Still, the government appears to be taking the situation seriously.

The Russian central bank, Finance Ministry and the Kremlin have launched a psychological counterattack, aimed at quelling investors’ fears and stabilizing the markets.

President Dmitry Medvedev has met with investors; the Finance Ministry has announced an ambitious investment strategy; and the government is considering a reduction of taxes on the oil sector.

TNK-BP shareholders reached a negotiated settlement in early September; the Mechel affair ended with the company agreeing to review its pricing strategy and paying a fee; and Russia has been withdrawing troops from Georgian territory.

But Russia is unlikely to reverse its recognition of the breakaway republics of South Ossetia and Abkhazia.

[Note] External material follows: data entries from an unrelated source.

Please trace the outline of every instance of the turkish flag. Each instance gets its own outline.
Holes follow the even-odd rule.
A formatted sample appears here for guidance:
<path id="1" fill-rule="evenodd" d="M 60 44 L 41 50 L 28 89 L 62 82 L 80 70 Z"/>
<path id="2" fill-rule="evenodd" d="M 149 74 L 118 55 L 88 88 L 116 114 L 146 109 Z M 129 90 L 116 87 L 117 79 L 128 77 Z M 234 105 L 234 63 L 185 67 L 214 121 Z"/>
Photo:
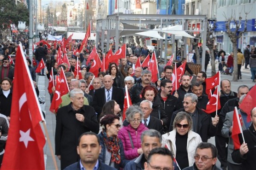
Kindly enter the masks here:
<path id="1" fill-rule="evenodd" d="M 157 60 L 155 56 L 155 53 L 154 52 L 151 60 L 149 62 L 149 70 L 150 70 L 152 74 L 151 82 L 155 82 L 158 80 L 158 67 L 157 66 Z"/>
<path id="2" fill-rule="evenodd" d="M 82 44 L 81 44 L 81 46 L 80 47 L 79 49 L 78 52 L 79 53 L 81 53 L 82 50 L 84 46 L 87 45 L 87 42 L 88 41 L 88 38 L 90 36 L 91 34 L 91 23 L 89 24 L 88 25 L 88 27 L 87 27 L 87 30 L 86 31 L 86 33 L 85 34 L 85 36 L 84 36 L 84 38 L 83 40 L 83 41 L 82 42 Z"/>
<path id="3" fill-rule="evenodd" d="M 10 64 L 13 64 L 13 65 L 14 65 L 15 64 L 14 62 L 13 62 L 13 60 L 12 60 L 12 57 L 11 57 L 11 56 L 8 55 L 8 58 L 9 59 L 9 60 L 10 60 Z"/>
<path id="4" fill-rule="evenodd" d="M 70 63 L 69 63 L 69 61 L 68 61 L 68 59 L 67 58 L 67 55 L 66 53 L 65 53 L 63 55 L 63 58 L 61 61 L 61 64 L 65 63 L 67 64 L 67 71 L 68 71 L 70 70 Z"/>
<path id="5" fill-rule="evenodd" d="M 124 44 L 121 48 L 119 48 L 118 50 L 117 50 L 116 53 L 115 53 L 112 57 L 108 59 L 108 63 L 111 63 L 112 61 L 115 61 L 119 59 L 125 58 L 126 54 L 126 45 L 125 44 Z"/>
<path id="6" fill-rule="evenodd" d="M 173 82 L 173 91 L 176 91 L 179 88 L 179 80 L 180 79 L 180 77 L 185 73 L 185 67 L 186 67 L 186 62 L 184 62 L 177 69 L 176 64 L 173 72 L 172 76 L 172 82 Z"/>
<path id="7" fill-rule="evenodd" d="M 207 103 L 206 105 L 206 109 L 205 110 L 202 109 L 206 113 L 210 114 L 214 111 L 216 111 L 217 110 L 220 109 L 220 98 L 219 97 L 219 89 L 218 87 L 214 91 L 214 94 L 212 95 L 212 97 Z M 216 106 L 217 105 L 217 106 Z M 216 107 L 217 106 L 217 107 Z"/>
<path id="8" fill-rule="evenodd" d="M 78 64 L 78 58 L 77 57 L 77 64 L 76 65 L 76 67 L 75 67 L 75 70 L 74 70 L 74 75 L 75 75 L 75 78 L 77 77 L 77 76 L 78 75 L 79 80 L 82 79 L 81 68 L 79 64 Z"/>
<path id="9" fill-rule="evenodd" d="M 233 139 L 235 150 L 240 148 L 241 143 L 239 140 L 238 134 L 243 133 L 241 123 L 241 121 L 242 121 L 242 117 L 241 115 L 240 115 L 240 117 L 239 116 L 237 107 L 235 107 L 233 115 L 233 129 L 231 134 L 231 137 Z"/>
<path id="10" fill-rule="evenodd" d="M 51 72 L 50 73 L 50 78 L 49 79 L 49 83 L 48 84 L 48 92 L 50 94 L 53 93 L 53 90 L 52 88 L 54 86 L 54 71 L 53 67 L 52 67 L 52 70 L 51 70 Z"/>
<path id="11" fill-rule="evenodd" d="M 39 62 L 39 64 L 38 64 L 37 68 L 36 68 L 36 70 L 35 71 L 36 73 L 40 73 L 41 72 L 41 70 L 45 68 L 45 67 L 46 67 L 46 66 L 44 64 L 44 62 L 43 61 L 43 59 L 41 59 L 41 61 L 40 61 L 40 62 Z"/>
<path id="12" fill-rule="evenodd" d="M 170 59 L 169 61 L 168 61 L 168 62 L 166 64 L 166 65 L 165 66 L 167 66 L 167 65 L 172 66 L 174 57 L 174 53 L 173 53 L 173 54 L 172 55 L 172 56 L 171 56 L 171 59 Z"/>
<path id="13" fill-rule="evenodd" d="M 103 59 L 103 62 L 102 62 L 102 65 L 101 65 L 101 71 L 105 72 L 105 70 L 108 69 L 108 65 L 109 64 L 109 61 L 108 59 L 110 59 L 113 56 L 113 52 L 112 52 L 112 50 L 111 49 L 109 49 L 108 52 L 107 53 L 106 57 L 105 58 L 105 59 Z M 105 63 L 105 64 L 104 64 Z M 104 65 L 103 64 L 105 64 L 105 68 L 104 67 Z M 104 70 L 105 69 L 105 70 Z"/>
<path id="14" fill-rule="evenodd" d="M 125 85 L 125 100 L 124 101 L 124 110 L 123 110 L 123 121 L 125 119 L 125 111 L 126 110 L 132 105 L 130 94 L 128 92 L 127 85 Z M 128 96 L 128 97 L 127 97 Z"/>
<path id="15" fill-rule="evenodd" d="M 218 71 L 217 73 L 214 76 L 210 78 L 207 78 L 205 79 L 206 83 L 207 90 L 212 89 L 215 87 L 220 85 L 220 71 Z"/>
<path id="16" fill-rule="evenodd" d="M 250 122 L 251 121 L 250 111 L 255 107 L 256 107 L 256 86 L 254 85 L 239 106 L 240 109 L 248 115 L 247 122 Z"/>
<path id="17" fill-rule="evenodd" d="M 26 58 L 19 44 L 16 62 L 10 129 L 1 170 L 45 170 L 44 121 Z"/>
<path id="18" fill-rule="evenodd" d="M 141 66 L 143 68 L 149 66 L 149 62 L 150 62 L 150 56 L 148 54 L 147 57 L 145 59 L 143 63 L 141 64 Z"/>

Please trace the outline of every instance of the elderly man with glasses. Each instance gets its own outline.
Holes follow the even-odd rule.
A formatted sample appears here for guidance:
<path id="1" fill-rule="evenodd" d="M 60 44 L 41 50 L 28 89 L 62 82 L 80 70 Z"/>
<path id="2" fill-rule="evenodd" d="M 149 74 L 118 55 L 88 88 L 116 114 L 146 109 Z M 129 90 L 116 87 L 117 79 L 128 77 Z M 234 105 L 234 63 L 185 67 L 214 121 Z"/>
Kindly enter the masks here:
<path id="1" fill-rule="evenodd" d="M 196 94 L 192 93 L 185 94 L 182 101 L 184 108 L 173 114 L 169 130 L 170 131 L 173 130 L 173 121 L 178 113 L 185 111 L 191 117 L 193 131 L 199 134 L 203 142 L 207 142 L 210 137 L 215 136 L 219 118 L 216 115 L 212 121 L 211 115 L 206 113 L 196 107 L 197 102 L 197 96 Z"/>

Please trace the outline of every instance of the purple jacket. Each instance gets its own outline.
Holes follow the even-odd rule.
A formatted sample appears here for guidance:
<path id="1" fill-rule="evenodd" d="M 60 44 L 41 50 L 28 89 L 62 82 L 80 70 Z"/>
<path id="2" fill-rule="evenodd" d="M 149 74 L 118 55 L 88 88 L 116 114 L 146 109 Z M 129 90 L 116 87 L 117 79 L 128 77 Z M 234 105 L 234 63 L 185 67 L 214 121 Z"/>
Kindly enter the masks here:
<path id="1" fill-rule="evenodd" d="M 121 139 L 123 142 L 125 154 L 127 159 L 131 160 L 137 158 L 140 155 L 137 152 L 137 150 L 141 147 L 140 136 L 142 132 L 148 129 L 143 123 L 141 123 L 139 127 L 137 128 L 137 130 L 132 128 L 130 124 L 127 126 L 123 127 L 119 130 L 118 137 Z M 128 132 L 131 134 L 131 137 L 133 144 L 133 148 L 131 146 Z"/>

Emerging from a decade of political humiliation and economic gloom, Russia saw the conflict in the Caucasus as an opportunity to make gains after being obliged to swallow NATO expansion, the independence of Kosovo and a U.S. missile-defense system to be installed in Europe.

“We must remember that Russia is still a country in transition,” Mr. DePoy said. “A country that just 15 years ago shook off communism and lived through a humiliating and difficult period in its history as a great power.”